Risco de fragmentação residual: mesmo com diretrizes unificadas, alguns tribunais maiores (com orçamento robusto e expertise interna) podem continuar desenvolvendo soluções proprietárias em paralelo, limitando o impacto da agenda colaborativa.

Questão de responsabilidade: em caso de erros ou vieses em ferramentas de IA compartilhadas (exemplo: sugestão equivocada de jurisprudência), como serão alocadas responsabilidades entre desenvolvedor, tribunal-piloto e tribunal-replicador?

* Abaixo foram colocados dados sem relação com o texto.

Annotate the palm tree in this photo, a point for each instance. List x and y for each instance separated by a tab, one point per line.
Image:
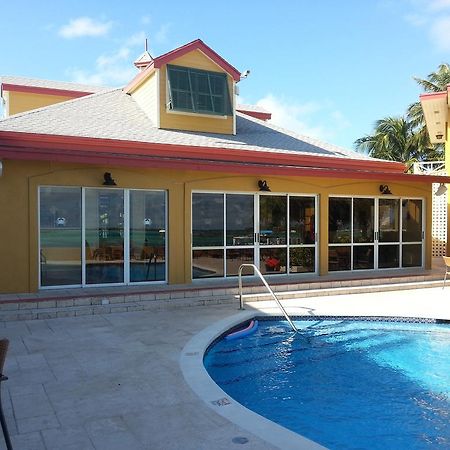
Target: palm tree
395	139
406	139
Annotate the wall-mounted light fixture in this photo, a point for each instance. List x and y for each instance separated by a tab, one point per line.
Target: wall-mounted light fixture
263	186
441	190
108	180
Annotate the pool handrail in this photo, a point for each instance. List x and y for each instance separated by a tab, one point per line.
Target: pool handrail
241	298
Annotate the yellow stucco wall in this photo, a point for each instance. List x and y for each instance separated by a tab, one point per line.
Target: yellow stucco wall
19	254
192	121
17	102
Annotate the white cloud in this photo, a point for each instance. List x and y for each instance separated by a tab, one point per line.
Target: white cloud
312	119
84	26
440	33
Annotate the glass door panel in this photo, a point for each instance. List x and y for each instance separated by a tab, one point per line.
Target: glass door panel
60	236
207	220
272	260
411	220
272	219
363	220
273	234
389	220
104	235
388	256
301	220
240	223
207	235
147	236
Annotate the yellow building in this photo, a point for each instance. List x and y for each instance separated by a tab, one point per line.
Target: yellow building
169	181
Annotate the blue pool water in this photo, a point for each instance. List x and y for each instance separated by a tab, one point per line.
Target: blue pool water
344	383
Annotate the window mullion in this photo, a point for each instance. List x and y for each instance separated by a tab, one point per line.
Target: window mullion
191	91
210	92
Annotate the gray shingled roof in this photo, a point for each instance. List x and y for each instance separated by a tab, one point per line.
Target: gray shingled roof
115	115
50	84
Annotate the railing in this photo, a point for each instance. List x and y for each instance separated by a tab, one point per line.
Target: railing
241	298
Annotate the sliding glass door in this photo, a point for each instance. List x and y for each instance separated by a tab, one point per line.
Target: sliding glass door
91	236
230	229
374	233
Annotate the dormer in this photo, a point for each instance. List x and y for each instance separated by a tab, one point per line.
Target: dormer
191	88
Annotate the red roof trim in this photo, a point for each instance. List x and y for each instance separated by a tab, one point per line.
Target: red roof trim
43	90
63	144
257	114
198	44
433	95
169	162
139	78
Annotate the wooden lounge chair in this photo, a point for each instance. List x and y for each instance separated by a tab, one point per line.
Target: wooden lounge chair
447	269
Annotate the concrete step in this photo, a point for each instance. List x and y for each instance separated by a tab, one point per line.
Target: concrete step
76	303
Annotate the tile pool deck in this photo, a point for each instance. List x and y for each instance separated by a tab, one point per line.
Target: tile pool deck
114	381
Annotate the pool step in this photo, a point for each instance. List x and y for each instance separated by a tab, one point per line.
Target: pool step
342	288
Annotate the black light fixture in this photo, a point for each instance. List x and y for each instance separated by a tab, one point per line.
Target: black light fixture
108	180
441	190
263	186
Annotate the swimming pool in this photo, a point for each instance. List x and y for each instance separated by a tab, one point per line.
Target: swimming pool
344	383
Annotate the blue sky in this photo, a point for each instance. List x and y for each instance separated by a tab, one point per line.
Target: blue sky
325	68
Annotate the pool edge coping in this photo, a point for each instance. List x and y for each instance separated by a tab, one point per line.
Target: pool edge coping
198	379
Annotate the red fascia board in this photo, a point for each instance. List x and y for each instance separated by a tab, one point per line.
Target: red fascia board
139	78
140	161
43	91
198	44
433	95
21	141
257	114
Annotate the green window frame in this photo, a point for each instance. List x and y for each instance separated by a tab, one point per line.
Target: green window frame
198	91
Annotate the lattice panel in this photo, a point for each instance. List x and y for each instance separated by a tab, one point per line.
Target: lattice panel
439	223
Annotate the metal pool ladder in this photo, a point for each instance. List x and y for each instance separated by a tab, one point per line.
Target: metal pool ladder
241	298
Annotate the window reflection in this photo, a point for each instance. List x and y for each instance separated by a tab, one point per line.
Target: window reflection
104	236
339	222
147	236
207	263
389	217
60	236
236	257
272	261
363	220
339	258
273	212
302	259
411	220
240	219
388	256
301	220
207	220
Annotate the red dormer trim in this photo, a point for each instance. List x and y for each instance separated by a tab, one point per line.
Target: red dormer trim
433	95
43	91
198	44
166	58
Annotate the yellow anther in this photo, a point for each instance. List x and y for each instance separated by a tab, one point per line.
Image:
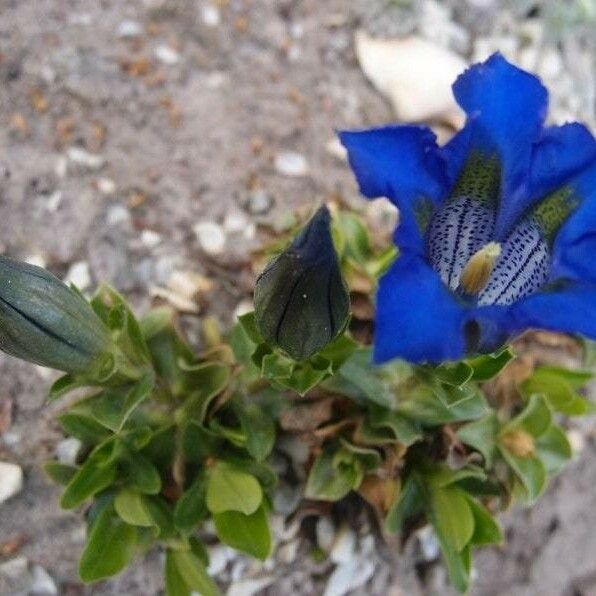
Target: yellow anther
477	271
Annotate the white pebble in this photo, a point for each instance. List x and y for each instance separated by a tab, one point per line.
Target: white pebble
67	450
286	553
117	214
211	237
243	307
210	15
37	260
219	556
248	587
325	531
79	275
290	163
235	222
11	480
150	238
344	547
84	160
129	29
106	186
14	569
349	576
42	583
167	55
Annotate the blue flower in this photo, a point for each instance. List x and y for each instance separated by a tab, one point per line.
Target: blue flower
497	229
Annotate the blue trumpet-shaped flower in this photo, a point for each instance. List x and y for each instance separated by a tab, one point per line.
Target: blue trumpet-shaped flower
497	229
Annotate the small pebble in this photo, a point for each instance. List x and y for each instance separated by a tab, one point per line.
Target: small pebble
259	202
210	15
42	583
37	260
106	186
80	158
286	553
150	238
248	587
344	547
325	531
129	29
67	450
243	307
290	163
117	214
79	275
235	222
349	576
211	237
11	480
219	556
167	55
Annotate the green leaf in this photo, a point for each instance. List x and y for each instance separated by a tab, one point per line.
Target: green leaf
331	478
259	430
140	473
487	366
230	489
359	372
457	374
64	385
530	471
60	473
191	508
110	547
558	385
83	426
130	506
185	568
554	449
422	406
95	474
451	516
402	429
486	528
249	325
175	582
408	503
203	382
535	418
482	436
112	407
162	515
247	533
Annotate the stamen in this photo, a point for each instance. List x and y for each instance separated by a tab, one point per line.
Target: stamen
477	271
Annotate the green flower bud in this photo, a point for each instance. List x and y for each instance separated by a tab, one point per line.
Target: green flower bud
301	299
44	321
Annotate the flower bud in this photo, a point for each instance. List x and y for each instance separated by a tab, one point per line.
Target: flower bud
301	299
44	321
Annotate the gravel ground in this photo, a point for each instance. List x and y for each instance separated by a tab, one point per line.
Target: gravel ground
142	138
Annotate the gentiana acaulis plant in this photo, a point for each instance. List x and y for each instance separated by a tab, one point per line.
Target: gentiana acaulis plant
45	322
496	230
429	424
301	299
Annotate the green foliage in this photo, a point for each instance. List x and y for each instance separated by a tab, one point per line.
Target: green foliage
173	438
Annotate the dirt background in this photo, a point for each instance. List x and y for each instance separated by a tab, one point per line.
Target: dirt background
181	109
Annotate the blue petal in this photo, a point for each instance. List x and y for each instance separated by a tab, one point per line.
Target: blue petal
574	250
417	319
506	107
401	163
570	309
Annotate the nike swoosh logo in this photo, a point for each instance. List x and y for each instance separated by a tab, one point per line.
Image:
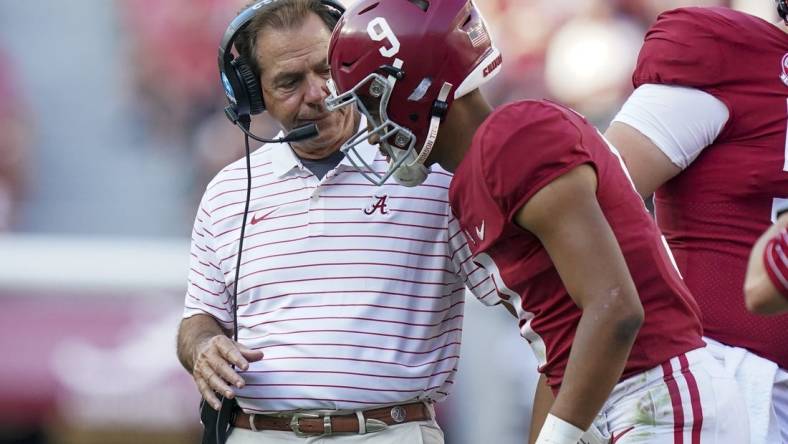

Formação de recursos humanos: a massificação de IA no Judiciário exige treinamento contínuo. O encontro não tratou explicitamente de como capacitar magistrados e servidores em interpretação crítica de outputs de IA — risco de automação acrítica de decisões.

O encontro marca um ponto de inflexão: de experimentos isolados para construção de infraestrutura colaborativa de IA no Judiciário. Seu sucesso dependerá da tradução de compromissos retóricos em protocolos técnicos, alocação de recursos e accountability clara.